1. I bought a laptop as my primary research machine when I started this job (so, 2.5 years ago). This laptop has been nothing but problematic for me almost since the beginning, and now it's looking like I'm going to have to replace it (much) sooner rather than later. My "favorite" trick is when it decides to completely freeze, and the only way I can "fix" it is to shut it down by holding down the power button (or, sometimes when that doesn't work, pull out the battery). It has now decided to do this trick almost every time I use it. And customer support? Yeah, it's been less than helpful, as in not at all helpful. The original plan was to muddle through until the summer, and then order a new laptop, but now I'm seriously considering buying one sooner. And I really don't have the time or energy to do so right now, especially since I still have to decide whether I'm going to go with a Mac or a Windows machine (the one I have right now runs Linux), and I can't make up my mind (Macs are soooo nice, but I do some Windows programming and might have to go that route). Gah.

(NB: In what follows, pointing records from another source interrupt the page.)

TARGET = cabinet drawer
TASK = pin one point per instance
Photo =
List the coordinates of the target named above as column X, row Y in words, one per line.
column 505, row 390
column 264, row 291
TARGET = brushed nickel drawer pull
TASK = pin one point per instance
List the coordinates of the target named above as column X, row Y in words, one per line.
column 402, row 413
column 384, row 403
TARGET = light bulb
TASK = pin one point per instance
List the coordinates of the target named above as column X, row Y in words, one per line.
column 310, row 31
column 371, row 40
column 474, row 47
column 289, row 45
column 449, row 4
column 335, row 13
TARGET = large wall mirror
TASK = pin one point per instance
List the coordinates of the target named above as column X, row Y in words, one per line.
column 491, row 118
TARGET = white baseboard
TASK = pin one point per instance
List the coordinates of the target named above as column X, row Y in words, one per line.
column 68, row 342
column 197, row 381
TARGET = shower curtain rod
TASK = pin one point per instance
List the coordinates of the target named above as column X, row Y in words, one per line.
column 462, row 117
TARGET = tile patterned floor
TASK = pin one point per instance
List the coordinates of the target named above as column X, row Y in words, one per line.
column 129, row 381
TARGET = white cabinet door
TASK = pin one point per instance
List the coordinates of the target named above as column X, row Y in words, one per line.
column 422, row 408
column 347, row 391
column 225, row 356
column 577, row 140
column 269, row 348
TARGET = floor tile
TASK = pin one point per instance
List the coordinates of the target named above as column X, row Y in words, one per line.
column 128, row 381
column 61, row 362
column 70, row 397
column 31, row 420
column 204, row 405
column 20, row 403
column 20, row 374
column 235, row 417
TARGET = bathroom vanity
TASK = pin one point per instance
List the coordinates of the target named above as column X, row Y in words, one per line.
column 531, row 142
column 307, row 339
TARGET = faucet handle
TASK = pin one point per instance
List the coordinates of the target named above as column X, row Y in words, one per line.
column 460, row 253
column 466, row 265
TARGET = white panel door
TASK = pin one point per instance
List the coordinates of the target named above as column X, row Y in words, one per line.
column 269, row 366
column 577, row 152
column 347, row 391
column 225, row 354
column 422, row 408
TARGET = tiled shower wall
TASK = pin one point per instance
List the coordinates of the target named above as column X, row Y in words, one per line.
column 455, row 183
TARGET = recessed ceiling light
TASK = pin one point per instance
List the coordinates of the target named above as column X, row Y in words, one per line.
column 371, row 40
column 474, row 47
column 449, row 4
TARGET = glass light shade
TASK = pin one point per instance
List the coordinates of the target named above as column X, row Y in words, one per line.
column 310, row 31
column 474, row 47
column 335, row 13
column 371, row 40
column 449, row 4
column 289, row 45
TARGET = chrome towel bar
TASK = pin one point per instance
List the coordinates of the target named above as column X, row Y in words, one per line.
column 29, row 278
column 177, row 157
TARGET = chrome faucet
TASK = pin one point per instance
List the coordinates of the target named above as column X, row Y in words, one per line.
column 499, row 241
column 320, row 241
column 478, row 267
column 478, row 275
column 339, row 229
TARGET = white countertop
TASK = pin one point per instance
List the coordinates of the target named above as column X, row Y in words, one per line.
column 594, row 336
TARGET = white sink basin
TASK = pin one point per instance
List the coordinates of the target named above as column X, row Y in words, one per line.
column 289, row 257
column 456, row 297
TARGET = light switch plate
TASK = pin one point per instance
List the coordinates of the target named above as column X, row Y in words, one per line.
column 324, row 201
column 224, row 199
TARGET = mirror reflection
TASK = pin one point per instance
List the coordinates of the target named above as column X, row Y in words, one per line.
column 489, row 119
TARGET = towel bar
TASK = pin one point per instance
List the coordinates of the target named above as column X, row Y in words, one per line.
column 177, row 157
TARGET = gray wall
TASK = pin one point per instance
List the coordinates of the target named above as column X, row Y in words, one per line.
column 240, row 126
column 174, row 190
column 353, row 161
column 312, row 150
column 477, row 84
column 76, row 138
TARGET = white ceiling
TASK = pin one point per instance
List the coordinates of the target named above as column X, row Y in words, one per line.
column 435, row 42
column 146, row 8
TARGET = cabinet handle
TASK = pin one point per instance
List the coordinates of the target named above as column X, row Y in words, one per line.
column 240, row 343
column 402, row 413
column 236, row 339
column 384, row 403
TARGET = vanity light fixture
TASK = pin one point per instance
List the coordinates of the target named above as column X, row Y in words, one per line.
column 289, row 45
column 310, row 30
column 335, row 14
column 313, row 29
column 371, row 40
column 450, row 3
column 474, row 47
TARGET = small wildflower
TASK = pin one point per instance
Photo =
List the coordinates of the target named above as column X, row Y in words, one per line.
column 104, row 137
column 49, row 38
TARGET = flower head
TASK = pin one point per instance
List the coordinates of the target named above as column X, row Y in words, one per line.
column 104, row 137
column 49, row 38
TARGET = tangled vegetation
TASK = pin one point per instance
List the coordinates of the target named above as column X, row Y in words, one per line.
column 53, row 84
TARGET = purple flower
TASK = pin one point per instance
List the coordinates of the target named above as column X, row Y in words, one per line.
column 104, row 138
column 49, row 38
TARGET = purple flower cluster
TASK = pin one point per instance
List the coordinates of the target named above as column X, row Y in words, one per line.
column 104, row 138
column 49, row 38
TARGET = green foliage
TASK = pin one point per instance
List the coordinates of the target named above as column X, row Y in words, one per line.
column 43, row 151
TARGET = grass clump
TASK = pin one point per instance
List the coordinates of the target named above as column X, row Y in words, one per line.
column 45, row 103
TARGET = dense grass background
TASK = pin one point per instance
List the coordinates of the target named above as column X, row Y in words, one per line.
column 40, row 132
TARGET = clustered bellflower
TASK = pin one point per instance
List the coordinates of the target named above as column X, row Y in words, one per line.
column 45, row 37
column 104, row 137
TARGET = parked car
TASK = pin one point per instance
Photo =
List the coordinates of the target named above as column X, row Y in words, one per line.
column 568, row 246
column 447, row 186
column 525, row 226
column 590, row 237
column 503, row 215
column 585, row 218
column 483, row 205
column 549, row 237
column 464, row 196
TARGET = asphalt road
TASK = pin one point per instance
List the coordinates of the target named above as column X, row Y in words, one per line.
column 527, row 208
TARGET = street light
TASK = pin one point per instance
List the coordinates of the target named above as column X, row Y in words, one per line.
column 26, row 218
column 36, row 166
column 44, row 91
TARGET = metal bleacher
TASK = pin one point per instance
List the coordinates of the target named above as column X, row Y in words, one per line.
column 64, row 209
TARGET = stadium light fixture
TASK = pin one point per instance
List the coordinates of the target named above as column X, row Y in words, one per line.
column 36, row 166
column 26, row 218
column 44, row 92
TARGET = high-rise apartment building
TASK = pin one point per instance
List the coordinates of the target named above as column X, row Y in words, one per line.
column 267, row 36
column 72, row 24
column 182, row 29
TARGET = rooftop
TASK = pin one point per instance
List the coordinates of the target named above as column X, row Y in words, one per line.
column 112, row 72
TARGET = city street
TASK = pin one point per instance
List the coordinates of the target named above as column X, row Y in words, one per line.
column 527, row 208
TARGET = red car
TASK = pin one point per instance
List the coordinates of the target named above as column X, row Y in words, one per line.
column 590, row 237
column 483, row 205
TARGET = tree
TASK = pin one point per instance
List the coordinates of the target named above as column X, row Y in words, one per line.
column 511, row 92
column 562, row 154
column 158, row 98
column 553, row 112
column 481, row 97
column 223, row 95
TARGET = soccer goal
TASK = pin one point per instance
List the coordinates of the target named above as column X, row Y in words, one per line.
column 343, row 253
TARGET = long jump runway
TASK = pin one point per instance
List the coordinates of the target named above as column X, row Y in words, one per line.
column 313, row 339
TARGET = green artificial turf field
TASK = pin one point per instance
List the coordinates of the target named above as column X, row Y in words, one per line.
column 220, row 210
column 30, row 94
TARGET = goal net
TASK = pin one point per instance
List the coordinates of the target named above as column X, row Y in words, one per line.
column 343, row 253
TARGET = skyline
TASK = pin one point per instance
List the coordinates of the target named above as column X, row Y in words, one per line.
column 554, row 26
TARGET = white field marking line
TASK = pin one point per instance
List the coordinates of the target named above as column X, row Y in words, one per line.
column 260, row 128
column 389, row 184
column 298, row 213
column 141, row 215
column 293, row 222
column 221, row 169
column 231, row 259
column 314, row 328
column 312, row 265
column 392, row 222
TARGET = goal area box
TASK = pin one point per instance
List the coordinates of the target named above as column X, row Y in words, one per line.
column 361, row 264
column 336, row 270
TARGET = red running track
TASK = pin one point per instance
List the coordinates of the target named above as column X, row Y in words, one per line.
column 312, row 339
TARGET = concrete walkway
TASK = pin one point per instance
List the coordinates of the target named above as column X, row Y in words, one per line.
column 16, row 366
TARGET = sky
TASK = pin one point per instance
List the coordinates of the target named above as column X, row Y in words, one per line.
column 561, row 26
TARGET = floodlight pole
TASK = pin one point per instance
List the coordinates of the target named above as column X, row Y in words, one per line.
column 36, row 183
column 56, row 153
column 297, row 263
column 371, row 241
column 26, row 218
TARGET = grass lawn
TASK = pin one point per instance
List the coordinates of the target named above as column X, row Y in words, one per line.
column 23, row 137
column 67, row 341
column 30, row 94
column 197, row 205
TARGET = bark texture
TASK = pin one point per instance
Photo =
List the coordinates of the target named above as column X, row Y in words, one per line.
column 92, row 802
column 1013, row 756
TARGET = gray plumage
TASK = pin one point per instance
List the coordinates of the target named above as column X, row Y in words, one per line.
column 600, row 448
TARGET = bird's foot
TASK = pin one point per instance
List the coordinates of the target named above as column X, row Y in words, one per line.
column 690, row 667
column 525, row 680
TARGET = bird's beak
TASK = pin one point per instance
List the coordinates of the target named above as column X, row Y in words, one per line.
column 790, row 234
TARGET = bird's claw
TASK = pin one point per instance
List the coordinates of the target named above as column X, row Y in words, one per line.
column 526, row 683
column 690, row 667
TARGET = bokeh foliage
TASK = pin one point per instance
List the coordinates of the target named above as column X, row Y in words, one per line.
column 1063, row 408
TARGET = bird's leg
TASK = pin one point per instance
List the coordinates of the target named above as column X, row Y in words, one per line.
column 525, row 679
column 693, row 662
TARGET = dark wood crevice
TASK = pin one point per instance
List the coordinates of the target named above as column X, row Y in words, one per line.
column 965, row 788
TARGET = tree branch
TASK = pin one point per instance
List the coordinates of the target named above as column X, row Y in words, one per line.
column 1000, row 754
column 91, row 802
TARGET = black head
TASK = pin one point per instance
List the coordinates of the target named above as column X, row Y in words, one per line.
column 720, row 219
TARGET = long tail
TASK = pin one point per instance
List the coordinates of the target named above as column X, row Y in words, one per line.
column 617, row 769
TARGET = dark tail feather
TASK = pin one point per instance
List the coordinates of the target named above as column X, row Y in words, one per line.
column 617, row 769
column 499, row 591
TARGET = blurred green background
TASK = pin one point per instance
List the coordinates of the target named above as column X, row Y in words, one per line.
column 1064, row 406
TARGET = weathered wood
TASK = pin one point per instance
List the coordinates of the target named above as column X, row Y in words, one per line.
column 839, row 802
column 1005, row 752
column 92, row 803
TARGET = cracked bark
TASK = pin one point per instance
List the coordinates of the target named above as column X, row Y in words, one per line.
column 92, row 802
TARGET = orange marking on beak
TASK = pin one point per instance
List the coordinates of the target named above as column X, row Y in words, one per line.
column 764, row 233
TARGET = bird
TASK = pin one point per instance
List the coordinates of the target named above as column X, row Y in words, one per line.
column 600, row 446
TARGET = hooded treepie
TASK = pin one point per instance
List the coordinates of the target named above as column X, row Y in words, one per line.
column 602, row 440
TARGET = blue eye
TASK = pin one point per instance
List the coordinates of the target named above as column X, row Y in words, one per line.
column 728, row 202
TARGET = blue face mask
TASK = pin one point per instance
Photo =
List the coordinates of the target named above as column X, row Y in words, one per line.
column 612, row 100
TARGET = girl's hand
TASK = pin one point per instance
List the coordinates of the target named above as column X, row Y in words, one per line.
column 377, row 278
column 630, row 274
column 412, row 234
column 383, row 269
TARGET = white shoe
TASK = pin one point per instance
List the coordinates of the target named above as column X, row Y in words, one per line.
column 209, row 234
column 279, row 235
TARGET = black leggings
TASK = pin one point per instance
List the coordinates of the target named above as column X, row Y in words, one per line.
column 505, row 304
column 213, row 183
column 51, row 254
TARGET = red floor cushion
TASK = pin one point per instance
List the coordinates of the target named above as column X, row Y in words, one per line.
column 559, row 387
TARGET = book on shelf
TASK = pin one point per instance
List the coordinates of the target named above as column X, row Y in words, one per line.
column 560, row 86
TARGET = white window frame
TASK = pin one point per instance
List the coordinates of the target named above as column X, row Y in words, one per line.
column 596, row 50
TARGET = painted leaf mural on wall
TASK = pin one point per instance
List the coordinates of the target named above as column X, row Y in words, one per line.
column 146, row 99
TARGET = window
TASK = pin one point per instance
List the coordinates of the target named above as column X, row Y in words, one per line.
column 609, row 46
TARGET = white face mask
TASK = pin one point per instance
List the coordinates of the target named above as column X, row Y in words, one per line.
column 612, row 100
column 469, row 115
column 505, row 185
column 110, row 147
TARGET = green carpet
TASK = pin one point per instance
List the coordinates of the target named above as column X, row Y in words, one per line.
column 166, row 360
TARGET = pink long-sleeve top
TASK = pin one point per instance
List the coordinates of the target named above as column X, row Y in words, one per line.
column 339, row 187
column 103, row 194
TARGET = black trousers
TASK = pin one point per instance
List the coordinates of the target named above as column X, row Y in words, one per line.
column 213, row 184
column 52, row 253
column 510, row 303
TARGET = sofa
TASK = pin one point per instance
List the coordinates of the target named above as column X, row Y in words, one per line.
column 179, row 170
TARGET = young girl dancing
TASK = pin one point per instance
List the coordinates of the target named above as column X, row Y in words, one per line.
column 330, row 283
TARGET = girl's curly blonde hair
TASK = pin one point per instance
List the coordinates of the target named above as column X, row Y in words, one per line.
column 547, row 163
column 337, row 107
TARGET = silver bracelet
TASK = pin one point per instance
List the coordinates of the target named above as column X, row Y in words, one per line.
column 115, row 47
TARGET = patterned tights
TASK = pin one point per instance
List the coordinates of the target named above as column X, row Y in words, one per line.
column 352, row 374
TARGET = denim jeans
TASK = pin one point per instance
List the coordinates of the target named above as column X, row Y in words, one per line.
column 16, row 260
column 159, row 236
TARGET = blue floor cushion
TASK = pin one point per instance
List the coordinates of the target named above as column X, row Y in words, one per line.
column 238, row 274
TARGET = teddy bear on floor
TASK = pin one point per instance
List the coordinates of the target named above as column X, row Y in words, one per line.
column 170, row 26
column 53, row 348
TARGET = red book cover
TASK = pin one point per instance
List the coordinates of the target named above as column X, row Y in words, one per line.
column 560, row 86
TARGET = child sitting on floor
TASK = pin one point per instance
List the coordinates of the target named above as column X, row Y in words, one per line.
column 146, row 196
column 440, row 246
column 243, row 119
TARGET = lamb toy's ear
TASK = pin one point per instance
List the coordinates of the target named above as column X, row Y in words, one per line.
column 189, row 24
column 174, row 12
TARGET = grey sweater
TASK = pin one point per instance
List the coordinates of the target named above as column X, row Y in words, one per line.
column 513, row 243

2. Course management software. I'm beta-testing one such system right now. It sucks. Instead of making my life easier, it's been one headache after another. My old system of web pages works much more smoothly, and more importantly I don't have to spend hours figuring out how to do something using web pages, like I do with this system. Maybe I'm just too much of a power user. Maybe I'd like it better if I saw the value in giving multiple-choice tests, or not assigning partial credit. But it's totally unintuitive to both me and my students.
3. Programming environments. I use Visual Studio when I do Windows programming. It's ok, although I much prefer Eclipse. But sometimes, it will decide that it doesn't like my project settings or preferences or something, and that it won't allow me to access my current project. The only solution I've found that works? Make a new project and import all of the old files into the new one.
You know, it's so easy as a technologist to "blame the user" when things go wrong. After all, if a user can't understand how to use the software, then the problem must be with the user, right? But it's doubly frustrating when someone like me, who knows an awful lot about what's going on under the hood, who really understands the technology, still can't get it to work. And that's where we, as computer scientists, have utterly failed. If the technology doesn't work for us, then surely the problem is not with the user, but with those who develop, make, and test the technology. Shame on us, really, for not doing better.